The Centers for Disease Control and Prevention (CDC) announced updated guidance that unvaccinated students who are considered close contacts with a positive COVID-19 case do not need to quarantine, if they consistently test negative for the virus.
The new directive was announced by CDC Director Rochelle Walensky, who cited several studies for the decision, during a White House-hosted briefing on Friday. Before Walensky’s announcement, the agency recommended all unvaccinated students who are close contacts to quarantine.
“These studies demonstrate that ’test to stay' works to keep unvaccinated children in school safely,” Walensky said, while calling it “an encouraging public health practice to help keep our children in school.”
The studies she cited showed decreased absences in schools that used test-to-stay policies.

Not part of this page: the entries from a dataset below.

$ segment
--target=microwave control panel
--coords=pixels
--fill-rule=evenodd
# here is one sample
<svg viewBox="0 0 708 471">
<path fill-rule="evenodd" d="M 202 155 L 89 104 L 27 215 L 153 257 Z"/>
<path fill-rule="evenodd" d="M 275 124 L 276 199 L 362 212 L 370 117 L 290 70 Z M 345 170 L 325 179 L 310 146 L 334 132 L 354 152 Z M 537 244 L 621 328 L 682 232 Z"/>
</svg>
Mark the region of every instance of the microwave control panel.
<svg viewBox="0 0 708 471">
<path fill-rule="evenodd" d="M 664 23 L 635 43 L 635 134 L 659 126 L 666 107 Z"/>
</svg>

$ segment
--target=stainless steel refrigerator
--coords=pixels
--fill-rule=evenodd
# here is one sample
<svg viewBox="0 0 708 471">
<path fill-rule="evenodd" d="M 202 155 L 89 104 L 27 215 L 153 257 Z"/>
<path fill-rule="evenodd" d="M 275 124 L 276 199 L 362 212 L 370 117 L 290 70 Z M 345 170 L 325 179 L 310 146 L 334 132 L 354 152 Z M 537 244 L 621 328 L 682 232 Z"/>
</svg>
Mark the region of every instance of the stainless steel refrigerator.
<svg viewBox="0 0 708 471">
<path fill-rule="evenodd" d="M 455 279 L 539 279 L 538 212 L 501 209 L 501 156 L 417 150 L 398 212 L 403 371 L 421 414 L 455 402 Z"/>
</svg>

One paper, which used research involving about 90 schools in Lake County, Illinois, suggested the strategy eliminated about 8,000 missed school days. The test-to-stay protocol, in another study, prevents some 92,000 absences in Los Angeles County schools.
“If exposed children meet a certain criteria and continue to test negative, they can stay in school, instead of quarantining at home,” Walensky said.

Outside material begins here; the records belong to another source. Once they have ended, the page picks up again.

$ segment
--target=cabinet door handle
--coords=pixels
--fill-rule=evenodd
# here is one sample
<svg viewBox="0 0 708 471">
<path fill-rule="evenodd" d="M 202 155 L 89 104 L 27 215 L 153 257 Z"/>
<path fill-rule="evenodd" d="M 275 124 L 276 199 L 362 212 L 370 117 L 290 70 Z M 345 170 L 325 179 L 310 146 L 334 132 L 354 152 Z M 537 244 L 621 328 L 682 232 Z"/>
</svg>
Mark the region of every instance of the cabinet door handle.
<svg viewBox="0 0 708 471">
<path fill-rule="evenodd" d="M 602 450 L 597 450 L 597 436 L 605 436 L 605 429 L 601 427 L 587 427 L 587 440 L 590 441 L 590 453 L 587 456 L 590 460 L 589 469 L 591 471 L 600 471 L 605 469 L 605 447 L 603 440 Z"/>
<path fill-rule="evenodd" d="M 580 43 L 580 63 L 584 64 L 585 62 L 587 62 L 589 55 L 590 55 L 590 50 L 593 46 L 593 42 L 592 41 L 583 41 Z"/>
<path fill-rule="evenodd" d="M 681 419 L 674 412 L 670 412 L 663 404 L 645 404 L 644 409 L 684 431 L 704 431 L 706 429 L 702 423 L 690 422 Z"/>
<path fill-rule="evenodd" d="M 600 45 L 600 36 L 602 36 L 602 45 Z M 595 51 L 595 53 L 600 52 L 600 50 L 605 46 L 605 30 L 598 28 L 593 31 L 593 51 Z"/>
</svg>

School policies that mandated students who had close contact with COVID-19 patients to quarantine have proven to be controversial. Critics have said such policies have interrupted learning while schools play catch-up for months when students were forced to stay at home and engage in virtual learning instead.
Under the new policy announced by the CDC, in order for children to stay in school, two negative tests within a week are required following exposure to COVID-19, said Walensky.
Concurrently, several universities such as Cornell, Princeton, and Stanford have announced a return to remote instruction.